Global
Arrays
Extending the ACTS
Toolkit with the Shared Memory Programing Model
Objective
The ACTS Toolkit project combines
strengths of multiple programming tools and environments designed for the
development of application codes that address complex, multidisciplinary
scientific and technical problems faced by DoE. The Global
Arrays (GA) shared memory NUMA programming model has been proven effective
in the development of scalable and efficient application
codes in several areas relevant to the DoE mission: such as quantum
chemistry, molecular dynamics, thermochemistry and in other application
domains.
The purpose of this project
is to further extend the capabilities of the Global Arrays package to address
needs of computational chemistry, molecular dynamics, and ground water
flow modeling applications, and integrate GA with other components
of the ACTS toolkit. The primary new capability of GA required by the applications
are the multidimensional global arrays. In addition, the library has to
be supported and optimized on the new hardware platforms as they become
available.
Approach
Funding
and Personnel
The project received funding
at the 0.75 FTE level and it was started in FY'98. The personnel includes
Jarek Nieplocha (PI), Joel Malard, and Jialin Ju (all PNNL).
Technical
Approach
The GA toolkit traditionally
offered a shared memory programming model in the context of the 2-dimensional
distributed arrays. The core functionality was based on the underlying
one-sided communication capabilities of GA. They were implemented in a
platform specific manner and tuned for the communication patterns in the
distributed 2-D arrays.

Based on the input received
from the existing applications and tools as well as anticipating future
developments required by the SSI (primarily in the combustion area), it
became clear that the specificity of the one-sided communication engine
in GA has became an obstacle to the expandability of the library. Therefore,
a new portable, flexible and efficient communication library was created
-- able to support arbitrary dimensional arrays as well as sparse data
structures. This library is called ARMCI
(Aggregate Remote Memory Copy Interface) and it is optimized for noncontiguous
data transfers predominantly used in many scientific calculations. ARMCI
is compatible with MPI-1 but it differs in
several key aspects from the MPI-2 one-sided communication standard.

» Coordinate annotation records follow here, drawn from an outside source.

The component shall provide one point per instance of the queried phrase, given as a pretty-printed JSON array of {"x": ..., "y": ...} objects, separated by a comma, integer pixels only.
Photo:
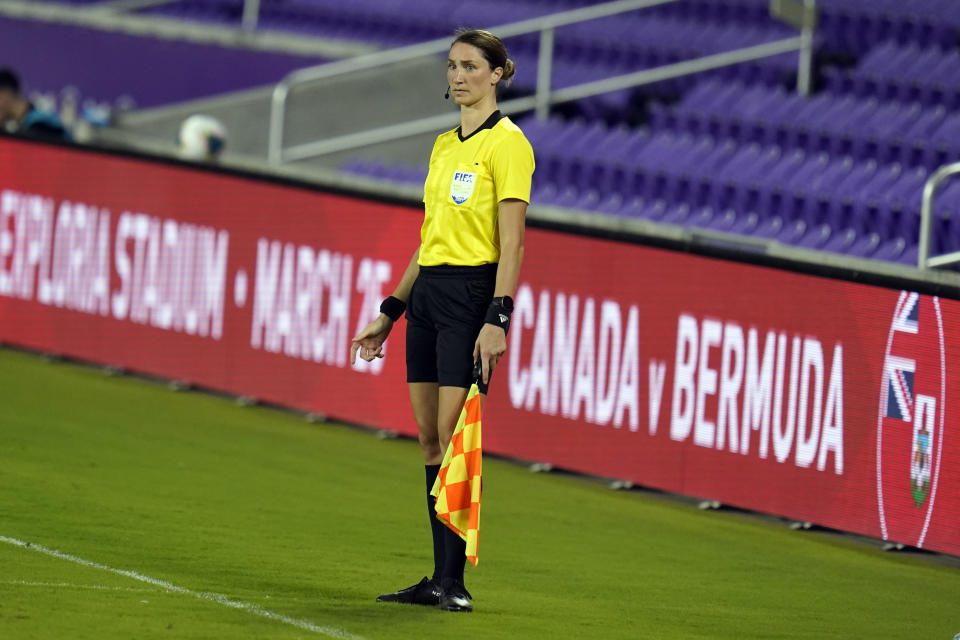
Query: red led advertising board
[{"x": 812, "y": 398}]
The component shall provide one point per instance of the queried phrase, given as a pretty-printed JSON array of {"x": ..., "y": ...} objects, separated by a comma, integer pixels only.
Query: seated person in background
[{"x": 18, "y": 115}]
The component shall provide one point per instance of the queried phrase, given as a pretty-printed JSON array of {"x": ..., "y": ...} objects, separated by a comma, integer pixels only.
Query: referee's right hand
[{"x": 369, "y": 342}]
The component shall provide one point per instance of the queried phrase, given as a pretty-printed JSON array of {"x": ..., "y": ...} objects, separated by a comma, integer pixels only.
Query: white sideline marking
[
  {"x": 70, "y": 585},
  {"x": 168, "y": 586}
]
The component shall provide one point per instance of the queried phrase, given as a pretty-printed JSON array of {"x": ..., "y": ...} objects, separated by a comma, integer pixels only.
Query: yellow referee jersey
[{"x": 468, "y": 178}]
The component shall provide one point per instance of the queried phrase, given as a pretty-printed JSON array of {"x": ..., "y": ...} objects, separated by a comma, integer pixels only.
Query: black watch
[{"x": 505, "y": 303}]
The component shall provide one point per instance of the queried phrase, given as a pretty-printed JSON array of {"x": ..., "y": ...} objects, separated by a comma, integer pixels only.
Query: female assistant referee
[{"x": 457, "y": 288}]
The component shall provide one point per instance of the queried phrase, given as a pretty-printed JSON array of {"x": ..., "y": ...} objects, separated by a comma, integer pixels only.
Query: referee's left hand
[{"x": 490, "y": 346}]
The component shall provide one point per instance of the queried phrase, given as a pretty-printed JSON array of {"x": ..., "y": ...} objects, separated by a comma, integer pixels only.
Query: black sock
[
  {"x": 436, "y": 527},
  {"x": 455, "y": 550}
]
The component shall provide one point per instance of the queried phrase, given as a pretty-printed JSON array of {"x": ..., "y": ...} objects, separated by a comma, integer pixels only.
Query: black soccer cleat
[
  {"x": 426, "y": 592},
  {"x": 455, "y": 597}
]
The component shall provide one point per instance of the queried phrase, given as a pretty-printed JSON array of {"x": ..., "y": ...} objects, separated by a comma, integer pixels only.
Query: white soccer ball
[{"x": 202, "y": 137}]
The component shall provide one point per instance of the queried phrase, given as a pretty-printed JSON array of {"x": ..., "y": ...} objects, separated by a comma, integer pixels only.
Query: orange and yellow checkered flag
[{"x": 457, "y": 488}]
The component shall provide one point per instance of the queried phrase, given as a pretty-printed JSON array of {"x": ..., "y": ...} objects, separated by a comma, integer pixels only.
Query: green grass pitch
[{"x": 311, "y": 522}]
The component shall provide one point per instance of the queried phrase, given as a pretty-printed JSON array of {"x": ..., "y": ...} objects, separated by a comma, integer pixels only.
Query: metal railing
[
  {"x": 924, "y": 260},
  {"x": 544, "y": 97}
]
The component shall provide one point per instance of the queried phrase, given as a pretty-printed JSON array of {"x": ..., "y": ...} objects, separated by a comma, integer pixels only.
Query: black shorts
[{"x": 445, "y": 313}]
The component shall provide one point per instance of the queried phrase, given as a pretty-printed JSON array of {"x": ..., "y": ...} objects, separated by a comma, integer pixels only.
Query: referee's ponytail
[{"x": 492, "y": 48}]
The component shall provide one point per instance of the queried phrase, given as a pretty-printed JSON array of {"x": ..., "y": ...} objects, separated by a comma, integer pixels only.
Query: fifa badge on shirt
[{"x": 461, "y": 187}]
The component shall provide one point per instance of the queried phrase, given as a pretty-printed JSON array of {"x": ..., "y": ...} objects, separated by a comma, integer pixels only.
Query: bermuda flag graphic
[
  {"x": 900, "y": 373},
  {"x": 910, "y": 426}
]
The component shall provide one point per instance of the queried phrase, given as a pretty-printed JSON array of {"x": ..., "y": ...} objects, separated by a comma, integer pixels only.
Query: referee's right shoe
[{"x": 426, "y": 592}]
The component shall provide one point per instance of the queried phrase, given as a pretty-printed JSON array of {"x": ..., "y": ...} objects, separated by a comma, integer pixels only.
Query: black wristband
[
  {"x": 498, "y": 317},
  {"x": 393, "y": 307}
]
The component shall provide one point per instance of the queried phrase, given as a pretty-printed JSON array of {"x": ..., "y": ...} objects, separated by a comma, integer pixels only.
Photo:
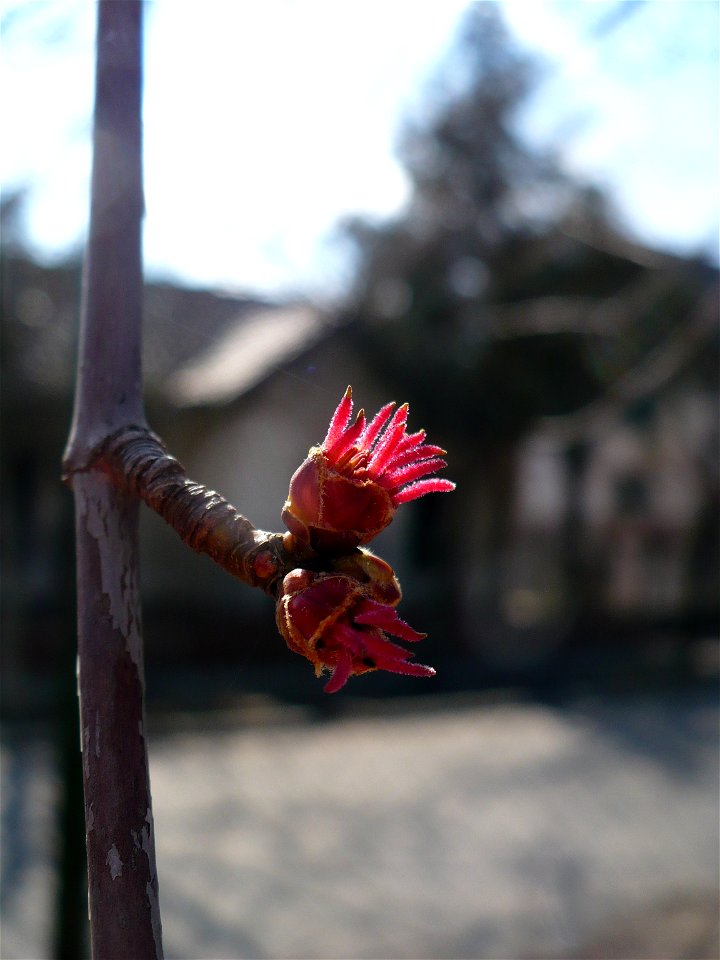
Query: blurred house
[{"x": 614, "y": 507}]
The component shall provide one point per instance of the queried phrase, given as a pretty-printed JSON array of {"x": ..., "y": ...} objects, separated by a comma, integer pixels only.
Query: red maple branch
[{"x": 122, "y": 879}]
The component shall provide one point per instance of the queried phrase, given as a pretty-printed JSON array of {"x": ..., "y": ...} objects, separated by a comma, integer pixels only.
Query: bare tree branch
[{"x": 122, "y": 879}]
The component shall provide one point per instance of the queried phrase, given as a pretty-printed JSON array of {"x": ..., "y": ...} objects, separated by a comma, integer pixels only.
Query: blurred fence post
[{"x": 122, "y": 880}]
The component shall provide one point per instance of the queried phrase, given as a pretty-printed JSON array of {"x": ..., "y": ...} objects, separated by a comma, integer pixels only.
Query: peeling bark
[{"x": 122, "y": 879}]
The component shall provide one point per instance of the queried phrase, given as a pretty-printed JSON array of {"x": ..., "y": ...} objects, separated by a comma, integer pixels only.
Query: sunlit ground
[{"x": 461, "y": 830}]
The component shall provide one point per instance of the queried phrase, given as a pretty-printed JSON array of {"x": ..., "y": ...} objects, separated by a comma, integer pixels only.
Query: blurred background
[{"x": 506, "y": 214}]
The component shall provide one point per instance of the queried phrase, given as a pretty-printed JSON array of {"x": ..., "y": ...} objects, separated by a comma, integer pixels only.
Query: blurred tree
[{"x": 487, "y": 308}]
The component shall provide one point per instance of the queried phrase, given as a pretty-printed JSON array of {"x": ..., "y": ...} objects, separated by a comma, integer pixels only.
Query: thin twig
[{"x": 122, "y": 879}]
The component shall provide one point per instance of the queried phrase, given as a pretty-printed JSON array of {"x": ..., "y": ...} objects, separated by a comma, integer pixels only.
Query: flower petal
[
  {"x": 340, "y": 419},
  {"x": 387, "y": 444},
  {"x": 421, "y": 487},
  {"x": 341, "y": 673},
  {"x": 386, "y": 617},
  {"x": 412, "y": 472},
  {"x": 376, "y": 424},
  {"x": 346, "y": 439}
]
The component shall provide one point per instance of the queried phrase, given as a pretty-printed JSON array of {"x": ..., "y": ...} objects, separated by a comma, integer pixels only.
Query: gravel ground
[{"x": 469, "y": 831}]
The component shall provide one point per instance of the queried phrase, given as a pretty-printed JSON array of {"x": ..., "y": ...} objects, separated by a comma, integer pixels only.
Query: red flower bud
[
  {"x": 347, "y": 490},
  {"x": 336, "y": 623}
]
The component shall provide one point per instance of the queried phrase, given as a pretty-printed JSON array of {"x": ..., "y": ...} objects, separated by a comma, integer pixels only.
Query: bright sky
[{"x": 265, "y": 123}]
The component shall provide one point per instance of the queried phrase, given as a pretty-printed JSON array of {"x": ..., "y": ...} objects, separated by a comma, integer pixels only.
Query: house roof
[{"x": 245, "y": 354}]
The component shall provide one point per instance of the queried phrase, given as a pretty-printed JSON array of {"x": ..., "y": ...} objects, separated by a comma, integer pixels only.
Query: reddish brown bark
[
  {"x": 122, "y": 880},
  {"x": 137, "y": 461}
]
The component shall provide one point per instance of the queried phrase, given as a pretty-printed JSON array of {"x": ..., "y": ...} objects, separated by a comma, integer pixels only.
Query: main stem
[{"x": 122, "y": 878}]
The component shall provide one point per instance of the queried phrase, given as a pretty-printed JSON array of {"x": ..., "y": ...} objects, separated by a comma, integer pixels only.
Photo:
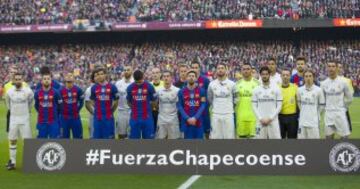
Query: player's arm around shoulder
[{"x": 115, "y": 96}]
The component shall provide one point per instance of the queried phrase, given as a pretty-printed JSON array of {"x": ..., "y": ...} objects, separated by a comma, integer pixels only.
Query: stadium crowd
[
  {"x": 81, "y": 58},
  {"x": 66, "y": 11}
]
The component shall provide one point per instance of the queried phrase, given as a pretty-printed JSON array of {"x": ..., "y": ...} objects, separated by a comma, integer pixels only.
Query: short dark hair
[
  {"x": 247, "y": 64},
  {"x": 191, "y": 71},
  {"x": 300, "y": 58},
  {"x": 195, "y": 61},
  {"x": 100, "y": 69},
  {"x": 264, "y": 68},
  {"x": 310, "y": 71},
  {"x": 45, "y": 70},
  {"x": 286, "y": 69},
  {"x": 332, "y": 61},
  {"x": 18, "y": 74},
  {"x": 92, "y": 77},
  {"x": 272, "y": 59},
  {"x": 222, "y": 64},
  {"x": 138, "y": 75},
  {"x": 182, "y": 65},
  {"x": 167, "y": 71}
]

Changes in the Architecture of the Global Arrays Toolkit
The Global Array library
has been rearchitected to:
Interoperability
The activity in this area has
been motivated by our understanding of the application needs. In particular,
interoperability with PADRE and A++/P++ is expected to be very important
for the combustion codes that would require coupling of grid based CFD
codes (A++/P++) and quantum chemistry codes (GA). In addition, the GA application
developers have been asking for language support in the GA shared memory
programming model. We established collaboration with the PCRC
HPspmd project that also aims to provide language extensions to Fortran,
C++, and Java consistent with the GA model.
Performance and Portability
Performance and scalability
of the GA applications relies on the efficiency of the one-sided communications
in Global Arrays (and now in ARMCI). To achive the best possible performance,
a significant component of this project has to be devoted to the platform-specific
performance tunning, especially on the MPP distibuted-memory platforms.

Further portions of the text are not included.